La place, le statut, la valeur accordés au travail font l’objet de multiples travaux académiques et sont, logiquement, parmi les préoccupations de tous et de chacun. J’ai envie de citer ici des extraits d’un article du professeur de médecine Reto Krapf, paru dans le Forum médical suisse du 6 juin 2007.

 

« Paradoxe moderne : jamais encore nous n’avons travaillé aussi peu et disposé d’autant de loisirs et de vacances. Et, malgré tout, nombre de personnes se sentent talonnées, stressées. Le burnout constitue, d’après (certaines) déclarations publiques, une maladie nouvelle acceptée comme entité diagnostique (…) Le travail et la vie sont-ils en compétition ? Cette ségrégation du travail de ce qui est considéré comme la « vraie vie » lui confère a priori un aspect désagréable, voire menaçant.

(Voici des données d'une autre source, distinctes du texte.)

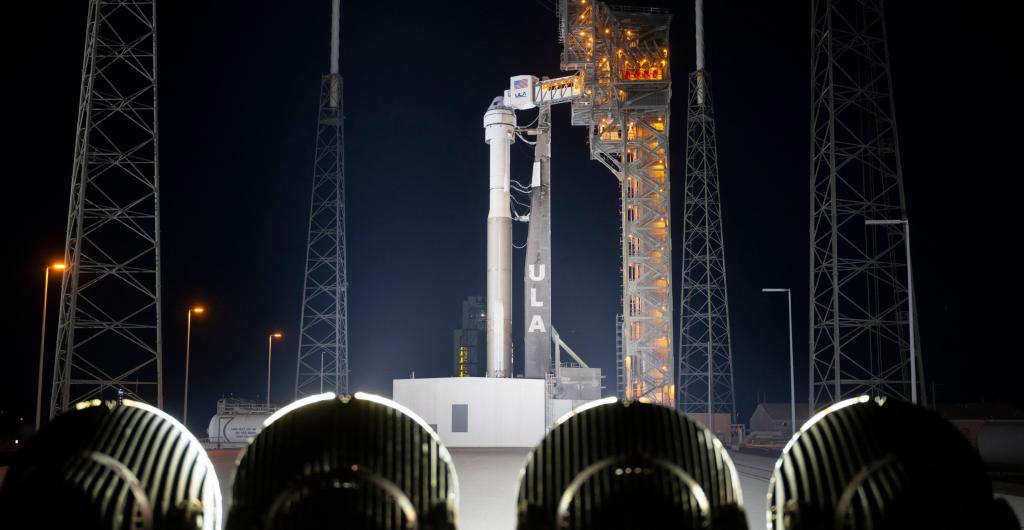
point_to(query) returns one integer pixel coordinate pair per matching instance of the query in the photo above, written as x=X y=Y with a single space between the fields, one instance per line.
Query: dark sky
x=239 y=83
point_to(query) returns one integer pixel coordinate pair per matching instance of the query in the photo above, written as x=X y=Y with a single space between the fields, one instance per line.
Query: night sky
x=239 y=84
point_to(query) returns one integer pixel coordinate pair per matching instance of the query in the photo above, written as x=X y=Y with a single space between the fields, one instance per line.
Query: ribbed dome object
x=606 y=493
x=113 y=467
x=352 y=462
x=588 y=453
x=881 y=464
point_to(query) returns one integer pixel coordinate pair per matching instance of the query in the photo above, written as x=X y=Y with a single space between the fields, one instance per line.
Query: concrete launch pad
x=477 y=412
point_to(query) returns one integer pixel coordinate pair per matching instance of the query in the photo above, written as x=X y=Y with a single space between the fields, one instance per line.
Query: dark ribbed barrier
x=882 y=464
x=623 y=465
x=352 y=462
x=109 y=467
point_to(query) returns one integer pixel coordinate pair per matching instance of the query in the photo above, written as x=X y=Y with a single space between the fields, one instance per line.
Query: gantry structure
x=859 y=333
x=623 y=55
x=109 y=332
x=323 y=355
x=706 y=384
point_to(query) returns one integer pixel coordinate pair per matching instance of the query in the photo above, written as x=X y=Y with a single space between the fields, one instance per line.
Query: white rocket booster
x=499 y=127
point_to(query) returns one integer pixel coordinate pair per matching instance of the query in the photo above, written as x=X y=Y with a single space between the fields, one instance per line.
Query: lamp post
x=269 y=354
x=909 y=296
x=42 y=342
x=197 y=310
x=793 y=389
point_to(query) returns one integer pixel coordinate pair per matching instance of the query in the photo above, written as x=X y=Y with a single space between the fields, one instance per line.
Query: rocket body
x=499 y=126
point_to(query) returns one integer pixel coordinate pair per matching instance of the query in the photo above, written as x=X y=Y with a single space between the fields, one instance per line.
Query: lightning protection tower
x=109 y=335
x=705 y=347
x=323 y=355
x=859 y=337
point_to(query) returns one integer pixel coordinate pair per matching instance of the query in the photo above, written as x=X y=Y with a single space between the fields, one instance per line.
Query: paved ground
x=223 y=465
x=488 y=482
x=754 y=472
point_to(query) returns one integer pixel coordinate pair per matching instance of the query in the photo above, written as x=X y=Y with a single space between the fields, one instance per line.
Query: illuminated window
x=460 y=417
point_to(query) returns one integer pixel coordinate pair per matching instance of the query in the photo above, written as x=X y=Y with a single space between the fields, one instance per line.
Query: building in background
x=468 y=341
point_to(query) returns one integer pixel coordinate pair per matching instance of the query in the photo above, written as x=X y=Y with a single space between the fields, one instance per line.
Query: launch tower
x=109 y=337
x=323 y=356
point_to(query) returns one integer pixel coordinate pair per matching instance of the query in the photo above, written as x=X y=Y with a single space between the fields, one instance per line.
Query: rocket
x=499 y=127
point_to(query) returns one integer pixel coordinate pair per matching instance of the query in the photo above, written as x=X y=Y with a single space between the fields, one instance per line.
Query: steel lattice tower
x=323 y=355
x=859 y=340
x=623 y=53
x=109 y=334
x=705 y=347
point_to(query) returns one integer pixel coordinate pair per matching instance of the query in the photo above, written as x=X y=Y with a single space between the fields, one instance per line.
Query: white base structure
x=483 y=412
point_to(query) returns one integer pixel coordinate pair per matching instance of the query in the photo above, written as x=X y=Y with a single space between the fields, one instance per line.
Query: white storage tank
x=237 y=421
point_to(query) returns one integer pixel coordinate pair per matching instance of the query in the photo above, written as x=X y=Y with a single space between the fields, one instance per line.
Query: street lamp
x=793 y=389
x=269 y=354
x=909 y=296
x=42 y=342
x=197 y=310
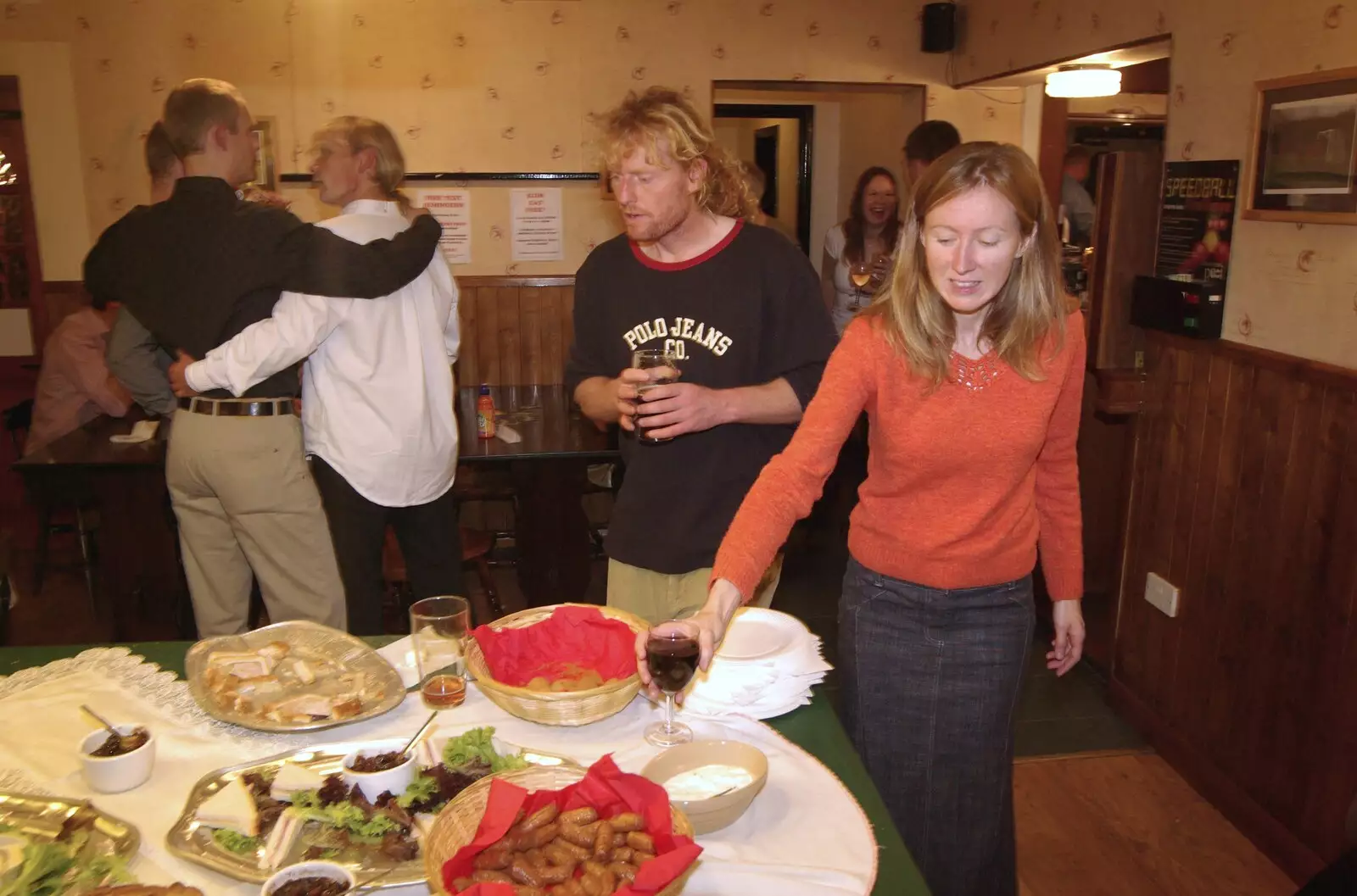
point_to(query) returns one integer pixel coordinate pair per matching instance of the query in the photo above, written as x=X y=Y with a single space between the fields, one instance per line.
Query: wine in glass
x=672 y=659
x=664 y=370
x=861 y=275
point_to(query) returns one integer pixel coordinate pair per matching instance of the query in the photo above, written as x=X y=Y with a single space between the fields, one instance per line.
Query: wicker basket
x=458 y=821
x=567 y=708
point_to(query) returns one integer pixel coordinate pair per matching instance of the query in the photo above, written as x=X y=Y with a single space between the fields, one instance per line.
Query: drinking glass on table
x=881 y=270
x=438 y=628
x=672 y=659
x=861 y=275
x=664 y=369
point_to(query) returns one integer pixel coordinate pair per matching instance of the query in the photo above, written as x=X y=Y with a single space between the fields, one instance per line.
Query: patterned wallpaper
x=467 y=84
x=1293 y=287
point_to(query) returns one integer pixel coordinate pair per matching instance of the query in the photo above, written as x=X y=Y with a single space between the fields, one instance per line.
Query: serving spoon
x=124 y=740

Un quotidien parfois fébrile n’est plus considéré comme un défi positif (ce qui peut pourtant être le cas), mais comme une surcharge négative.

 

« Khalil Gibran évoquait le travail comme de « l’amour rendu visible ». Quelle que soit la valeur qu’il représente et la satisfaction qu’il apporte à celui qui le fait, le travail doit être considéré comme un élément de la vie (…) Considérer le travail comme un élément important de la vie et non comme une menace pourrait représenter une nouvelle stratégie de protection contre le stress et même contre le burnout. Le travail doit être compris non comme du temps soustrait de la vie elle-même, mais comme une valeur intrinsèque qui enrichit le travailleur ».

 

Intéressant, non ? Je n’ai pas de sympathie particulière pour l’homme Nicolas Sarkozy mais dois dire que je n’ai pas trouvé inadéquate son intention de remettre son pays au travail… (on a lu et entendu comment les 35 heures ont mis encore plus « à vau l’eau » certains salariés qui n’avaient guère d’autres repères, et de réseaux, que ceux liés au travail). Indépendamment de la situation de nos voisins, il me paraît clair qu’une société qui se mettrait à considérer le travail comme un mal nécessaire n’est pas une société qui va bien. Peut-être y a-t-il un côté « vieux schnock » à soutenir le propos de mon confrère Krapf, mais j’assume.